We had a maple syrup breakfast, enjoying the syrup from our own tree. Sarah and Ryan brought Brutus. Joel and Steph brought Simon. While we ate the two pouches guarded the door.
With the sky cloudless, I took off for the hinterlands in search of the perfect meetinghouse. The next production at work requires new visuals for the CD and liner notes.
Two Monterey grade-schoolers take the pinto pony on a spin Saturday afternoon. Is it a pinto? I don't know. Made me think of one of the first pop songs I remember listening to, "Across the Alley from the Alamo," a 1947 song sung by the Mills Brothers. I would play the record on the sly at my Grandpa/ma Lehman's farmhouse in probably 1950.

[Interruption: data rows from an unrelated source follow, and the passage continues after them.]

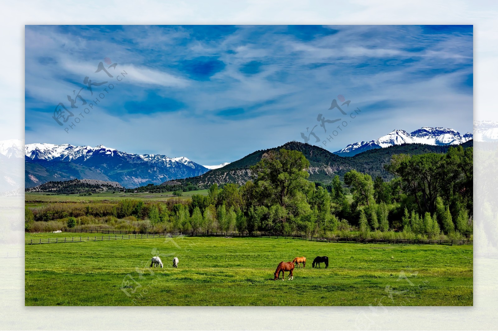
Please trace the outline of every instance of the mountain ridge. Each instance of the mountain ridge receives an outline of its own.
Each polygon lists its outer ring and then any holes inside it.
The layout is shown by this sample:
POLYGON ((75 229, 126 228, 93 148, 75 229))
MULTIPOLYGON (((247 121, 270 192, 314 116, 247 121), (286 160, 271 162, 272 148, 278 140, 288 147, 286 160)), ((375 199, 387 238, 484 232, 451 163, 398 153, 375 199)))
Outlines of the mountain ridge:
POLYGON ((344 148, 333 152, 341 156, 352 157, 365 151, 385 148, 403 144, 423 144, 433 146, 460 145, 473 139, 467 132, 463 135, 453 129, 443 127, 423 127, 410 133, 404 130, 394 129, 387 135, 374 140, 350 144, 344 148))
POLYGON ((26 187, 77 178, 117 181, 135 187, 196 176, 209 170, 184 157, 133 154, 102 145, 30 144, 25 145, 24 154, 26 187))

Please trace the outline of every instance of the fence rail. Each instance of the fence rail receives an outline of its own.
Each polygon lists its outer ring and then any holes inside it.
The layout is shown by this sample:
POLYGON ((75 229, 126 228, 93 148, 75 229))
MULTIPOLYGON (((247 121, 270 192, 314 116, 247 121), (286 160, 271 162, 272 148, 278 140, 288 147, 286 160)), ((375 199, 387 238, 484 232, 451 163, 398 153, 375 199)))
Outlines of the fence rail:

The first day of spring and we burn down the brush pile beside the compost. With the f stop at 22 to get depth of field, see the horse manure heaped on the garden in the background, ready to be rototilled. The flame jumped from the brush to dead vines of the compost pile.

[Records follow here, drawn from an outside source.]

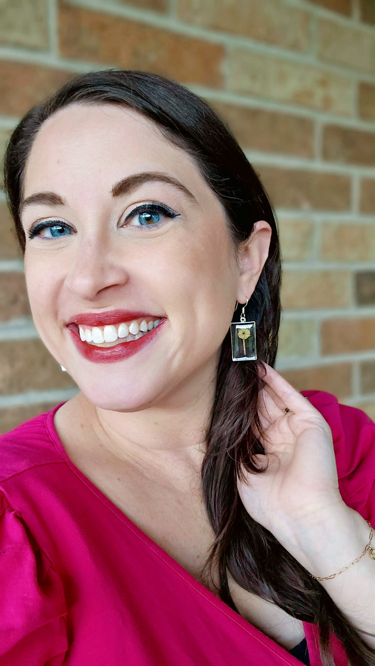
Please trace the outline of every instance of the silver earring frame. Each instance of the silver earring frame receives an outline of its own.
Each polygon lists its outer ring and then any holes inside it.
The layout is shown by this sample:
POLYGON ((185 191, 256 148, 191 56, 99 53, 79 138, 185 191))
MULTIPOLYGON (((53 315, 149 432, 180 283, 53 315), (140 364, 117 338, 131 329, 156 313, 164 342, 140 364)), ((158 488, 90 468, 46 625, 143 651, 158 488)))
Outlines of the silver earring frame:
MULTIPOLYGON (((239 322, 232 322, 230 324, 230 339, 232 341, 232 360, 256 360, 256 338, 255 322, 246 321, 245 308, 248 303, 246 298, 239 322)), ((235 308, 234 312, 237 309, 235 308)))

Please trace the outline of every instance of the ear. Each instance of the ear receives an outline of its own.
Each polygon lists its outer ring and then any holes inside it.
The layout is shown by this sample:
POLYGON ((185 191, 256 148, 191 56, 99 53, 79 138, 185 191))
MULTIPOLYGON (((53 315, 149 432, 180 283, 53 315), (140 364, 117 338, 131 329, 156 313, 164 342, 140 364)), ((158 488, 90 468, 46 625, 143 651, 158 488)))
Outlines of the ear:
POLYGON ((268 222, 260 220, 255 222, 249 238, 240 246, 238 303, 246 303, 246 298, 250 300, 268 256, 271 235, 268 222))

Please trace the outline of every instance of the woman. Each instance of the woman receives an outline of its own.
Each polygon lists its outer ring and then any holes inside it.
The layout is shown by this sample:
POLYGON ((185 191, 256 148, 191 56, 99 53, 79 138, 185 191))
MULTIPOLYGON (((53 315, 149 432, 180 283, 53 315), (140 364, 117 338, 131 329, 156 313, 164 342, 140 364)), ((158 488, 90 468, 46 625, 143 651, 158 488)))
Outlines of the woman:
POLYGON ((5 183, 80 392, 1 440, 2 666, 375 663, 375 424, 273 370, 277 227, 226 126, 91 73, 5 183))

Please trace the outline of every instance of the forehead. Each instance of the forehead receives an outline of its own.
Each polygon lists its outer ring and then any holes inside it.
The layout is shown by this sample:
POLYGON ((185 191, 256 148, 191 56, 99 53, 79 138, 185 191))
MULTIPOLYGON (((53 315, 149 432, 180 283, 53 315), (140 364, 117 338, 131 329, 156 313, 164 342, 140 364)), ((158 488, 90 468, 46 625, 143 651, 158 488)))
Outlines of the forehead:
POLYGON ((110 192, 126 176, 159 171, 174 176, 201 196, 216 198, 197 165, 170 143, 154 123, 113 105, 67 107, 48 119, 34 141, 26 165, 24 196, 35 191, 87 196, 110 192))

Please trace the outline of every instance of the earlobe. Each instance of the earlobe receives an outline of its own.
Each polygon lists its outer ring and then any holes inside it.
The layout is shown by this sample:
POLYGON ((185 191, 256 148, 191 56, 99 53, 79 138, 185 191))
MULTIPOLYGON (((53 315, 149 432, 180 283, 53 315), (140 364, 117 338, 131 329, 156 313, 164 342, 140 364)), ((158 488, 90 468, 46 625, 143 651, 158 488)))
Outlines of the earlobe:
POLYGON ((263 266, 268 256, 272 229, 268 222, 260 220, 255 222, 253 230, 240 250, 240 273, 237 300, 245 302, 250 300, 263 266))

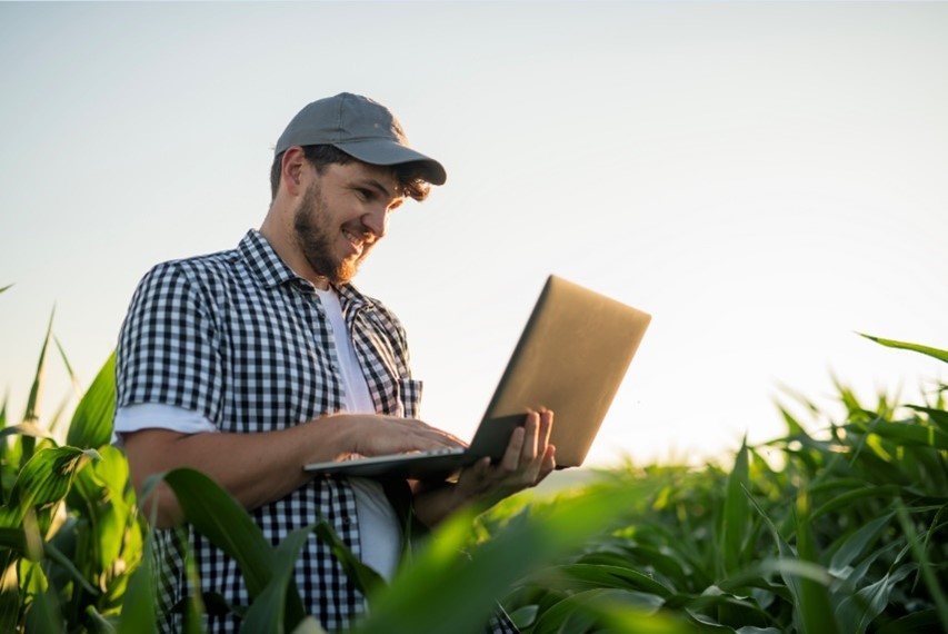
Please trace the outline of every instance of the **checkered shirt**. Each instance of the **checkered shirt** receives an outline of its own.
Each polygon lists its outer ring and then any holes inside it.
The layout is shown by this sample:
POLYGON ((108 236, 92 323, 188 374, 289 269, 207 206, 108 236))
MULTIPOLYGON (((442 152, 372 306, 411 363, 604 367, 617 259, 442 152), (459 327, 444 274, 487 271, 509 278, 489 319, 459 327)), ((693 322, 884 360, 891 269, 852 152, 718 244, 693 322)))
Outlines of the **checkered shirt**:
MULTIPOLYGON (((417 417, 421 384, 411 378, 405 331, 385 306, 351 285, 337 288, 376 410, 417 417)), ((343 408, 332 333, 312 285, 296 275, 257 231, 233 250, 154 267, 132 297, 119 337, 118 406, 158 403, 197 412, 221 432, 281 429, 343 408)), ((251 512, 275 546, 290 532, 327 519, 360 556, 355 493, 345 478, 315 478, 251 512)), ((237 563, 188 528, 203 593, 248 605, 237 563)), ((177 531, 157 532, 158 603, 163 632, 180 632, 172 607, 188 594, 177 531)), ((349 627, 365 598, 315 536, 295 582, 307 612, 328 631, 349 627)), ((208 632, 239 622, 208 610, 208 632)), ((516 632, 502 613, 489 631, 516 632)))

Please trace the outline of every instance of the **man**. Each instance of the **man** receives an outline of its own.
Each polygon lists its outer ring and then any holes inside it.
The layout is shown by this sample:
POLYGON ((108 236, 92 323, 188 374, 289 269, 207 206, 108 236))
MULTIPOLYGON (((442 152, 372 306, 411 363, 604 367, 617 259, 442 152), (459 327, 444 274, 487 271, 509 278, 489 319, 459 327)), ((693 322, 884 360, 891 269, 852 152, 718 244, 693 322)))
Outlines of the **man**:
MULTIPOLYGON (((423 200, 443 167, 408 147, 379 103, 341 93, 303 108, 276 146, 272 201, 259 229, 230 251, 158 265, 142 279, 119 338, 116 433, 140 493, 146 479, 193 467, 228 489, 278 544, 326 518, 363 562, 391 577, 403 538, 398 503, 435 526, 469 504, 533 486, 555 466, 550 413, 530 413, 498 464, 483 459, 456 484, 408 483, 402 495, 361 478, 312 478, 307 463, 455 447, 417 419, 421 384, 405 331, 351 284, 406 198, 423 200), (409 489, 409 486, 411 487, 409 489)), ((397 488, 397 487, 396 487, 397 488)), ((181 512, 169 488, 157 513, 162 627, 188 594, 181 512)), ((204 593, 247 605, 237 564, 190 531, 204 593)), ((330 631, 350 626, 365 600, 329 548, 312 537, 295 577, 305 605, 330 631)), ((238 620, 212 614, 211 632, 238 620)), ((495 631, 512 631, 505 618, 495 631)))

Mama, don't let them take my whoopie pie away. Don't let them take the heart, soul, and stomach of Pennsylvania Dutch culture and commercialize it, franchise it, philistinize it, pulverize it, trivialize it, schmaltzify it, scrutinize it to death. No.
I still know where the best ones are made and it's only eight cornfields from Monterey. And I ain't tellin' no nytimes reporter.
We have decamped the maple sugar operation. The first boil started at 3:45 p.m., Feb. 19. Eight gallons of sap from the one tap of the one tree has produced about 24 ounces of syrup. The earliest is best, grade A. The Feb. 27 vintage looks good but check out the ton of sediment. The last batch will put sugar on your flapjacks but has heavy overtones of wood and earth. We're having a pancake breakfast to test them in a week.
Monday was a quick day in western Maryland, including Queen City Creamery in Cumberland, where the sign reminded me--only five days until spring. Oh, dolce de leche tastes like a very mild caramel.
One evening a man from the church down Eby Road stopped by the house and handed us tracts. I had never visualized the cross as a bridge before, but it works. I would like to become more familiar with the people who drive in and meet there. I like the line drawing, but it is an old one, since the front sign was moved closer to the building years ago.
Dorcas drove the Jetta most of the way home. Here's the Del. route 1 bridge over the canal--a suspension bridge in the center. I picture a huge tyrannosaurus rex playing harp music while nibbling on cars.
We watched March come in like a lion in Bethany Beach, Delaware, the last day of February and the first day of March. Those lyrics come from a popular musical, "Carousel." Our room was cold, downstairs in the parlor a wood pellet stove cheerily heated the old house, haunted in some of the rooms says an article about haunted houses in Delaware.
On arrival, we walked a mile on the crusted sand. By morning the waves were whipping up geysers of spray. It wasn't the most pleasant retreat but it gave us some perspective.